Gin is reasonably good mixed with something like 7-Up and tonic isn't that bad mixed with something like the bottom of a drain.
I will try tackling this one thing at a time by order of seriousness.
Can I ask how come you're trying all these different liquors before regular wine? I would think that would be the first think anyone tastes, and by that I mean, I am appalled, and feel compelled to open a bottle of red to drink to your poor, sober, Bordeaux-less children.
Isn't Budweiser the American Heineken, but worse? Why would you expose anyone to that?
Gin is an ambrosia that was invented by Dionysus on his trip to the botanical garden and is one of the few good things left in the world.

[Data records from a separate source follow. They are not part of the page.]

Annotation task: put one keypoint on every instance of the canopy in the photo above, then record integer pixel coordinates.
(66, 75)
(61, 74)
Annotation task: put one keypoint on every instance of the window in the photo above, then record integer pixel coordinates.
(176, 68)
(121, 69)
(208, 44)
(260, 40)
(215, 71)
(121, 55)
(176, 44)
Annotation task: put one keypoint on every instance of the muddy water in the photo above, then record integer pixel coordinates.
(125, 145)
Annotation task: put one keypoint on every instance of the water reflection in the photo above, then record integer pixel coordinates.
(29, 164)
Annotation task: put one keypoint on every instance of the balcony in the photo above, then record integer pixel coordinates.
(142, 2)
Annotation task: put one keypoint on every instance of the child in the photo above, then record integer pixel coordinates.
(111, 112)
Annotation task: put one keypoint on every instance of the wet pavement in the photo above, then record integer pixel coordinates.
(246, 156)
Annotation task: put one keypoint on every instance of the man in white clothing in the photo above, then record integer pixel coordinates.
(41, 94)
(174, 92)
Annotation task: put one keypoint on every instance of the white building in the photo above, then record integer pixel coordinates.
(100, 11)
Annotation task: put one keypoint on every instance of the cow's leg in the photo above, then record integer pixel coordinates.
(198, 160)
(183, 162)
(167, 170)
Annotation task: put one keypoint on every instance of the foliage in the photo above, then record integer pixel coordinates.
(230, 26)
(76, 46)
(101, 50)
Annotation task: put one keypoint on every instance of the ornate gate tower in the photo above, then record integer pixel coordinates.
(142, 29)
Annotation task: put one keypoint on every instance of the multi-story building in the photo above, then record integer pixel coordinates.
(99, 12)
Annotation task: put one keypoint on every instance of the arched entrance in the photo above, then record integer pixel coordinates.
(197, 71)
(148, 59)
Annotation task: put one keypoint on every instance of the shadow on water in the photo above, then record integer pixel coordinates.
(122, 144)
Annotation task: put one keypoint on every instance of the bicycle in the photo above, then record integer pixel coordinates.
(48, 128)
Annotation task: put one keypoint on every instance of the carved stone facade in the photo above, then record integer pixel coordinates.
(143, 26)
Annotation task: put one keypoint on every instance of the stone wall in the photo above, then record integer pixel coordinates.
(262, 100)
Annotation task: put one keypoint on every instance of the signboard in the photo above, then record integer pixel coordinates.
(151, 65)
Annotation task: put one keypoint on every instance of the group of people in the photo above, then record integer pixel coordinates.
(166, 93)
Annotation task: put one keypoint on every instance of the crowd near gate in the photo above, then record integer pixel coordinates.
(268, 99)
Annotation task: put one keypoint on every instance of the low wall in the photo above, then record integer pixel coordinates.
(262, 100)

If you've never tasted a good one I can recommend some brands. Most people are only familiar with the likes of Gordon's and Bombay Sapphire which are to gin what Internet Explorer is to web browsers.
Gin and tonic typically refers to all mixes of gin and tonic-like beverages, of which ginger ale is one example. Ginger ale is almost universally superior to tonic and whenever I get the chance it is my pick if I am going the cocktail route. The brand is essential because most of the taste in the cocktail comes from the tonic, so if one a budget one should invest in a good tonic instead of a good gin. I have gin and tonics because whenever I fill a balloon with neat gin it apparently means that I « have a drinking problem ».

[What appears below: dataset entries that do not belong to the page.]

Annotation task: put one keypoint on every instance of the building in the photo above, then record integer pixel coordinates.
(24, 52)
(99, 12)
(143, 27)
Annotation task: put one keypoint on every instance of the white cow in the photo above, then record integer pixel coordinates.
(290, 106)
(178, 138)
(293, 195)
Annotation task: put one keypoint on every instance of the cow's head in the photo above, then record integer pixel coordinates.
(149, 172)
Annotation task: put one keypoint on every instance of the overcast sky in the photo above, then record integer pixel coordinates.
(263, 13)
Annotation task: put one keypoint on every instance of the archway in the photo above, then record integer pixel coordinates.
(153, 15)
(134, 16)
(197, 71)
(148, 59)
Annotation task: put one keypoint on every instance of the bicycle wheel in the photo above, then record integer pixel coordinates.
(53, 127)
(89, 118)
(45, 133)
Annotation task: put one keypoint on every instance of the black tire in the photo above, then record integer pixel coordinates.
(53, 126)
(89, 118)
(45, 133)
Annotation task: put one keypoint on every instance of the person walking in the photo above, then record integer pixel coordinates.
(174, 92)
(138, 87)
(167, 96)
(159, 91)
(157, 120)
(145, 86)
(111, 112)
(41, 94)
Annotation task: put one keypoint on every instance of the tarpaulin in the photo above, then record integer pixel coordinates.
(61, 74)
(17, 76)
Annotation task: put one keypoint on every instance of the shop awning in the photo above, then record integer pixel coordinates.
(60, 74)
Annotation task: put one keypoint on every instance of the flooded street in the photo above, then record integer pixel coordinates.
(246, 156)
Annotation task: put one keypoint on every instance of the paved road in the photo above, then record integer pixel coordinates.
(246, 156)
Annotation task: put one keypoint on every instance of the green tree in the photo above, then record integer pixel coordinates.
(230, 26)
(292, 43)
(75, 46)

Absinthe would be the obvious choice but you cannot find the proper stuff nowadays, only the heretical 50% kind.
Most unfortunate. I have a nice 80% bottle in my cupboard and equally strong and stronger is still available here.
I did not realise we were allowed to suggest brown spirits. In order:
Other, lesser whiskies (with the interesting recent inclusion of the Japanese variety)
Instead of the vodka/orange juice option, typically associated with college parties and getting thoroughly trashed, can I suggest instead Bloody Marries, typically associated with white women having brunch and getting thoroughly tipsy?
Also, it dawns on me that no one's mentioned mead yet, which surely fills the sweet criteria.